According to one version of the story, Pachacuti personally led the campaign against the Colla. The Inca sent his general Apo Conde Mayta to the border with the Collas, before joining the vanguard troops. The Colla chief waited for the Inca forces at the town of Ayaviri. A battle ensued, which the Inca won. The colla chief, Chuchic Capac, was captured, following a direct attack by Pachacuti and his guard, and his territories were annexed into the Inca Empire.

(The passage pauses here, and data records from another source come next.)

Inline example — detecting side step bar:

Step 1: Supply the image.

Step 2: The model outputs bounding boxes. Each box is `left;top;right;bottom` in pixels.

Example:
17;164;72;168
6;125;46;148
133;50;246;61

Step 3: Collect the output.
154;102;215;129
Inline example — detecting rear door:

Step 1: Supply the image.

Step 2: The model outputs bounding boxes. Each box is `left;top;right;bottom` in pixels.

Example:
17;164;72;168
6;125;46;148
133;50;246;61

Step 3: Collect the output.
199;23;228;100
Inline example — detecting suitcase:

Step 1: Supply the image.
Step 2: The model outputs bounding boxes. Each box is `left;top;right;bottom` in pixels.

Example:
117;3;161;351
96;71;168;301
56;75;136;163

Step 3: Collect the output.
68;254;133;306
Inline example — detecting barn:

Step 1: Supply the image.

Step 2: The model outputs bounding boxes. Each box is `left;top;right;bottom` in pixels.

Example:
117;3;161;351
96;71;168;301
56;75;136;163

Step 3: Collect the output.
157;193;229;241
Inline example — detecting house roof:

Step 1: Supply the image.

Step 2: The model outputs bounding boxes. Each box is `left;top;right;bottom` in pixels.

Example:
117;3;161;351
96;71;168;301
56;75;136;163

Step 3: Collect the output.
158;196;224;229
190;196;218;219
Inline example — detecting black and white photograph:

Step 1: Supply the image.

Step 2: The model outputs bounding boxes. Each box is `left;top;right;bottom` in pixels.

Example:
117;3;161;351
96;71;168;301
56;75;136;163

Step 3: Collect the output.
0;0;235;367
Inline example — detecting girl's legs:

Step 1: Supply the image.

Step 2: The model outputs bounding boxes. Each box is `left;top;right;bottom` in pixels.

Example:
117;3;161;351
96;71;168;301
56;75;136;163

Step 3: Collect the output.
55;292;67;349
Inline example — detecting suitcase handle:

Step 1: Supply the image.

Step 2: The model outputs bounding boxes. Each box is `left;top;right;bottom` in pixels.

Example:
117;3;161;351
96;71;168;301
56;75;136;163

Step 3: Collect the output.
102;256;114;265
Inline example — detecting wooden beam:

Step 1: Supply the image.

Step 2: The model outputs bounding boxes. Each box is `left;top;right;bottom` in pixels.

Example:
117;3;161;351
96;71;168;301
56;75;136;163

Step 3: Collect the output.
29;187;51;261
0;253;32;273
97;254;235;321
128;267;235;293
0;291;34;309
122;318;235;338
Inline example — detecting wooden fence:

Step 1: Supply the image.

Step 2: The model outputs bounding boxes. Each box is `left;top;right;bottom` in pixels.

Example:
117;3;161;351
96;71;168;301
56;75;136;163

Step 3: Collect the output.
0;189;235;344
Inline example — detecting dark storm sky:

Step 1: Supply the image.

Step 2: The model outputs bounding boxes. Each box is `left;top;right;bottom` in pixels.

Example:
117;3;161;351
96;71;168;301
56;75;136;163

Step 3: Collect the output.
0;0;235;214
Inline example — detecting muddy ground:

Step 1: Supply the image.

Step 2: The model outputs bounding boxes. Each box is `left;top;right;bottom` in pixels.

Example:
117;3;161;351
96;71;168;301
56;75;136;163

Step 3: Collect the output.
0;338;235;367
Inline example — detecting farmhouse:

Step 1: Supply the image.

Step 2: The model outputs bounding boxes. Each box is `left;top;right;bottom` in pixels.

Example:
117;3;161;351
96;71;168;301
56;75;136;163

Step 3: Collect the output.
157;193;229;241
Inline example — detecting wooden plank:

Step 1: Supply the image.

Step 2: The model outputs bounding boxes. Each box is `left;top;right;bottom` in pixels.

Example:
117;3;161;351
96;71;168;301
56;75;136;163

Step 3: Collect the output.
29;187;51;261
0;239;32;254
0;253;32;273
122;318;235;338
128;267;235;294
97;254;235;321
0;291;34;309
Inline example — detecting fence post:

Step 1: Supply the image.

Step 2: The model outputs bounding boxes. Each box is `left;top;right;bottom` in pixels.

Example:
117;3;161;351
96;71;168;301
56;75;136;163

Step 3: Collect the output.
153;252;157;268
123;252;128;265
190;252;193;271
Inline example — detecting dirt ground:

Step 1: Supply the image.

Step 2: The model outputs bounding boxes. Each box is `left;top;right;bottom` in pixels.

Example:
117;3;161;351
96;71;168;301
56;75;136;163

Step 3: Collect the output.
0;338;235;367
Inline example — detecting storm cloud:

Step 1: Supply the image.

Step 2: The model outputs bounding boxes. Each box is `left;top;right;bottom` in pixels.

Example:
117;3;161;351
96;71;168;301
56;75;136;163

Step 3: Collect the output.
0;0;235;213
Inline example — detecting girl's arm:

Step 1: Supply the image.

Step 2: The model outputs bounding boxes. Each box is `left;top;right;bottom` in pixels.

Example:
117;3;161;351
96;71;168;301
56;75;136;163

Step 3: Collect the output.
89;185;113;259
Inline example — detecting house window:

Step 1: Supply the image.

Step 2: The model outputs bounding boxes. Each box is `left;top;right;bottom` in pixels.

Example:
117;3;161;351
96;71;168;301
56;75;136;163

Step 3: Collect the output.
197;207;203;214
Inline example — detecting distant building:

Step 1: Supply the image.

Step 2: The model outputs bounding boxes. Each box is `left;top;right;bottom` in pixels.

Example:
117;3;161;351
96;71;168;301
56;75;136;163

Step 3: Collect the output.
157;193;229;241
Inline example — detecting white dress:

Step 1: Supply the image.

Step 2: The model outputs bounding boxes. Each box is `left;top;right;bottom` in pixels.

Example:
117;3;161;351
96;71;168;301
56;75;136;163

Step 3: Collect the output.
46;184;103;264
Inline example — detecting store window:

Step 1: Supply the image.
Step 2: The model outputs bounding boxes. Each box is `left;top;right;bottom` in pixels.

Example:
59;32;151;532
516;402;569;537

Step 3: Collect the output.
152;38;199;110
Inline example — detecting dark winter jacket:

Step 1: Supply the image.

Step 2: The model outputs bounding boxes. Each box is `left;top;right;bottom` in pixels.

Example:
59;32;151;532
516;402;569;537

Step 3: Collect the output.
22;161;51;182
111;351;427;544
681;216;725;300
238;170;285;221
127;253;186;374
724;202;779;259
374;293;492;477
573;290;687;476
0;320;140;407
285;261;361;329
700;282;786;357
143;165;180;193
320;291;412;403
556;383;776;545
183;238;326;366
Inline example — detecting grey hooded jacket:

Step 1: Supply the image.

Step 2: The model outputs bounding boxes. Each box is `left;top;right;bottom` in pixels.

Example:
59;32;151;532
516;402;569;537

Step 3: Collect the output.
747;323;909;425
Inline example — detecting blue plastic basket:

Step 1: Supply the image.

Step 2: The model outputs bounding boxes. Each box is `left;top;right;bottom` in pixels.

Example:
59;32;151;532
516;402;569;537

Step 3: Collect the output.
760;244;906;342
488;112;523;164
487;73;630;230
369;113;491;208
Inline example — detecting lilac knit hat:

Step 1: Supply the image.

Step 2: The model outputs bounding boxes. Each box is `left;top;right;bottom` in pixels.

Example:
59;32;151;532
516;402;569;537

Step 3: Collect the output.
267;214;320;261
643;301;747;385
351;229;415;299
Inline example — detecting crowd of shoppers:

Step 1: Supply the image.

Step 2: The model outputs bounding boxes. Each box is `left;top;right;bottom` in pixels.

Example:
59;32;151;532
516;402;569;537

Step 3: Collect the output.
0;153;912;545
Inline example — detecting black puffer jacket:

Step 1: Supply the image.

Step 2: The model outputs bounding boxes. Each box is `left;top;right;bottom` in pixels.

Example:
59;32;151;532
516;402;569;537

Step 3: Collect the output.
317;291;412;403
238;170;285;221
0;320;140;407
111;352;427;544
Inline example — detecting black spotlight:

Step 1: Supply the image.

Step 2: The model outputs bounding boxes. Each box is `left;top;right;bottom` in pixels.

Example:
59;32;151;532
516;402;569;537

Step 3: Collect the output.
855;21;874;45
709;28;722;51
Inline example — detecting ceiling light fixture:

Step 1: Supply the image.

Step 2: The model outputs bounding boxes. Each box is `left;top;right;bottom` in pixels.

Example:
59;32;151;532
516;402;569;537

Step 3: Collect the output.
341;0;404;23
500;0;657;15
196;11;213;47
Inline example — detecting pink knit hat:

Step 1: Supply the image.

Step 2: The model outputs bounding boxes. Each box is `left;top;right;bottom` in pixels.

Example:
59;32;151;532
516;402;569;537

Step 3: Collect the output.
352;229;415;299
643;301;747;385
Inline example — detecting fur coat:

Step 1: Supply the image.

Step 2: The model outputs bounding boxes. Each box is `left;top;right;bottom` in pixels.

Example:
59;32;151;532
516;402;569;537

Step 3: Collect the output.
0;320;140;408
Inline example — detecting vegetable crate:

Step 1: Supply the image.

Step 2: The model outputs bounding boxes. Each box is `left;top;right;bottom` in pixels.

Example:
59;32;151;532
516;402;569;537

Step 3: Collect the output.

Following the battle, Pachacuti traveled to the Colla capital, Hatuncolla. There he organized the Inca administration, and ordered the construction of forts. Following the Inca invasion, the neighboring Lupaca chiefdom also submitted. During the campaign, Pachacuti visited the ruins of Tiahuanaco.

== Consequences ==
The war established Inca imperial status, and significantly increased the reputation of the emperor Pachacuti. Under the reigns of Pachacuti and his successor, Tupac Yupanqui, however, the region revolted several times, one important revolt taking place while the Inca was campaigning in the east, and only under the reign of Huayna Capac were the peoples of the Altiplano integrated into the Inca state.